Pertama Kali, Pemimpin HTS Al-Julani Kecam Israel yang Luncurkan Serangan Udara di Suriah
Pemimpin HTS Al-Julani mengecam pemboman Israel di Suriah untuk pertama kali sejak serangan udara yang terjadi pasca jatuhnya rezim Assad.
Penulis: Yunita Rahmayanti
Editor: Garudea Prabawati
TRIBUNNEWS.COM - Mohammed al-Julani, pemimpin aliansi oposisi bersenjata, Hayat Tahrir al-Sham (HTS), mengomentari serangan Israel baru-baru ini di Suriah.
Israel dengan leluasa mengebom sejumlah wilayah di Suriah setelah jatuhnya kekuasaan Presiden Suriah Bashar al-Assad setelah digulingkan oleh oposisi.
"Israel telah melanggar aturan pertempuran.
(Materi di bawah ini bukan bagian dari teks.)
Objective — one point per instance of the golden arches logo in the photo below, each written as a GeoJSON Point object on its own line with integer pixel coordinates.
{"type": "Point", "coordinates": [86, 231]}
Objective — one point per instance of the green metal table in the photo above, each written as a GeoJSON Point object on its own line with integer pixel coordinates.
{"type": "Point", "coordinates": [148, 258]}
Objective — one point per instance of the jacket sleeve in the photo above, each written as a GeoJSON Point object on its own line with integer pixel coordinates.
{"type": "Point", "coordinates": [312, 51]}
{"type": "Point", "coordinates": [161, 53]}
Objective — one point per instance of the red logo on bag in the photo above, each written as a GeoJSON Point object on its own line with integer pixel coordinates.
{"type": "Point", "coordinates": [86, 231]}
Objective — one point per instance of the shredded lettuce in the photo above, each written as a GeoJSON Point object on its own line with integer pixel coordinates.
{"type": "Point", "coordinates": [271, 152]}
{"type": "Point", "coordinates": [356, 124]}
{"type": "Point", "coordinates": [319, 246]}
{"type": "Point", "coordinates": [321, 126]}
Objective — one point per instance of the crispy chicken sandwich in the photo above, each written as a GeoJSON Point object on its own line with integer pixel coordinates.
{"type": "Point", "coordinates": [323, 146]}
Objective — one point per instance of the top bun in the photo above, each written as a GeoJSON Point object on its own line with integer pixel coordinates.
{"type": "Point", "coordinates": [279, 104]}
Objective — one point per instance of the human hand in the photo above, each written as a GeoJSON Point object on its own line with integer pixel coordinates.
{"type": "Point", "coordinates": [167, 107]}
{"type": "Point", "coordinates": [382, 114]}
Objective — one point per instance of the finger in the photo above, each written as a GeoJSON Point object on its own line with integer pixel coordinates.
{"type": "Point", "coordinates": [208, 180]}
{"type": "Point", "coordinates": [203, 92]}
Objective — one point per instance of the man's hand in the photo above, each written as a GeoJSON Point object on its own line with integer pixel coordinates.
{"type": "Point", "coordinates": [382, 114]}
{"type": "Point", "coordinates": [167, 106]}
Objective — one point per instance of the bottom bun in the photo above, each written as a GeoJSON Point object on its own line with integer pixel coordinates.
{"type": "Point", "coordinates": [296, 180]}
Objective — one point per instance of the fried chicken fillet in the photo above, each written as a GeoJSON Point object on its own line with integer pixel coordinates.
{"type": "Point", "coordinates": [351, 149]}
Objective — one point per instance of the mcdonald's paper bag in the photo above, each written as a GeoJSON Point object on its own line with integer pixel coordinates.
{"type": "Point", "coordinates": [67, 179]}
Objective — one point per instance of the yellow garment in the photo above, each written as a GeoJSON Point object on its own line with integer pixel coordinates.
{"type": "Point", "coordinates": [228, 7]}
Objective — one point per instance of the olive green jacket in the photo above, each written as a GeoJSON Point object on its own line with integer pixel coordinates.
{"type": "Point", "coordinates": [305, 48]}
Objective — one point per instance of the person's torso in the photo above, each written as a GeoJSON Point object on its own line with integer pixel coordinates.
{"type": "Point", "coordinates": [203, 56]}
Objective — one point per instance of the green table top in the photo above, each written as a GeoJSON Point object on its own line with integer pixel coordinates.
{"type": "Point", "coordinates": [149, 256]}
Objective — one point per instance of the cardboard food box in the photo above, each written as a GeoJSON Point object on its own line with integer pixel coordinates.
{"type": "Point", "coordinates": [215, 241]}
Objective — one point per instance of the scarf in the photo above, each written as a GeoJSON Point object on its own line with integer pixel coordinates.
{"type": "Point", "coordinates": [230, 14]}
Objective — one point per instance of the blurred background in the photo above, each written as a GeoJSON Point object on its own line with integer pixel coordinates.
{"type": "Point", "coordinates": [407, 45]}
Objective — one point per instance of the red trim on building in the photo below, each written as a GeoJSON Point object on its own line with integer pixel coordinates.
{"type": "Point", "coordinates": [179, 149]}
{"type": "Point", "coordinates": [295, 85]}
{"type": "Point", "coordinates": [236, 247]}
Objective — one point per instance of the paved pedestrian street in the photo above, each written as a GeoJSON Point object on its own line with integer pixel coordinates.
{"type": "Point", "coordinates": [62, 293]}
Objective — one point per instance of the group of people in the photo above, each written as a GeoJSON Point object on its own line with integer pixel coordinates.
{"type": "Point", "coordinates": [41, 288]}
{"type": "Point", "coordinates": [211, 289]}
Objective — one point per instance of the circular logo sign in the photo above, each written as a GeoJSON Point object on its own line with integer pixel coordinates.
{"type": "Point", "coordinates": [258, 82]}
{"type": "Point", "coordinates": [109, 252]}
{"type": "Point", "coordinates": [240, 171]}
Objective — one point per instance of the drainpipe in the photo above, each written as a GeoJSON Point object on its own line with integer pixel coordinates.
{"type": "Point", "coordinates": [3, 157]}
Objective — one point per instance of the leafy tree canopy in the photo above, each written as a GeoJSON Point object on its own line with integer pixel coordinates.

Dalih yang digunakan Israel telah berakhir," kata al-Julani, Sabtu (14/12/2024), mengomentari serangan udara Israel di wilayah Suriah dalam beberapa hari terakhir.
Sekitar 400 serangan udara Israel dalam beberapa hari terakhir telah menghancurkan banyak aset tentara Suriah.
Ia mengecam serbuan pasukan Israel ke Suriah selatan, namun menekan situasi saat ini memang tidak bisa dihindari.
“Israel jelas telah melewati batas keterlibatan di Suriah, yang mengancam eskalasi konflik yang tidak dapat dibenarkan," katanya.
Di sisi lain, ia mengatakan Suriah tidak bisa terlibat dalam konflik baru karena mereka telah kelelahan.
"Situasi Suriah yang melelahkan setelah bertahun-tahun perang dan konflik tidak memungkinkan terjadinya konflik baru," katanya.
Al-Julani mengatakan prioritas oposisi saat ini adalah membangun kembali kestabilan di Suriah.
“Prioritas pada tahap ini adalah pembangunan kembali dan stabilitas, dan tidak terlibat dalam konflik yang dapat menyebabkan lebih banyak kehancuran," katanya, seperti diberitakan Aawsat.
Menurutnya, Suriah sudah sangat menderita selama lebih dari 50 tahun di bawah rezim Assad, termasuk kemerosotan ekonomi yang parah.
Baca juga: Dinamika Suriah: Turki, Rusia, dan Iran dalam Konflik
Ia juga meminta komunitas internasional untuk segera melakukan intervensi dan memikul tanggung jawab terkait eskalasi ini.
Pemimpin HTS itu menekankan pentingnya mengendalikan situasi di kawasan dan menghormati kedaulatan Suriah.
"Solusi diplomatik adalah satu-satunya cara untuk menjamin keamanan dan stabilitas, jauh dari petualangan militer yang tidak diperhitungkan," tegasnya.